Joyful Strains: Making Australia HomeBooks
Edited by Kent MacCarter and Ali Lemer
Affirm Press, $24.95
Given the fact that apart from Australia's indigenous peoples we are all descendants of immigrants, it's a perplexing oversight that this is apparently the first anthology to explore the experience of the expatriate, the refugee and the political exile, from authors who have variously made their home here. In tone and style, the 27 stories are as diverse as the many countries from whence the writers hailed. As a discrete unit, each tale offers a window into individual backgrounds; cumulatively, they present a powerful overview of Australia's multi-hued history.

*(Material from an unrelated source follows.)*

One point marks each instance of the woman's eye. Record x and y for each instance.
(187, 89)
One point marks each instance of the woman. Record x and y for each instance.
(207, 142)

In all these short pieces of memoir, the sense of identity is inextricably intertwined with the sense of place; often it's the collision of cultures and the attempts to negotiate the precarious paths between the old and the new that bedevils the outsider. As Arnold Zable articulates in his introduction, this sensation is often an emotional swing between joy and strain as referenced in the national anthem-inspired title. Nostalgia for the motherland is often tempered by a grudging appreciation of the host nation.
Diane Armstrong shares her family's experiences of the Holocaust. Photo: Anthony Johnson
Motivations for voluntary or enforced dislocation vary widely. There is the imperative to escape from war and persecution, such as the experiences of Diane Armstrong, whose parents lost more than 60 relatives in Poland to the Holocaust; or Juan Garrido-Salgado, who fled from Chile's Pinochet dictatorship; or Chi Vu, a boat refugee from the communist Vietnam.
For them, and their families, Australia was seen as a safe democracy, even if it was built on bloodstained and stolen land.
Other writers emigrated with the dream of greater opportunities: Irishman Chris Flynn, for instance, is chuffed with the potential offered in Australia for reinvention and tries a series of bizarre jobs, apparently only possible to him Down Under; while Dmetri Kakmi vividly expresses his delight at discovering television as a nine-year-old. It was an induction tool that informed him of the local customs and was essential to his social skills, as he came from a primitive Turkish village with no running water.
Among the many outstanding essays, schoolyard bullying and lazy racism from the ''pale skins'' were common refrains. Yet, while repulsed and alarmed by what Indian Roanna Gonsalves terms ''Third World-looking'' outsiders, home-grown Aussies can still be dismissive of those who look like their cousins. Kiwi Meg Mundell, for instance, laments a profound disinterest in New Zealand culture.
Joyful Strains not only offers an invaluable insight into Australian immigration, it's also a great read: at once entertaining and harrowing.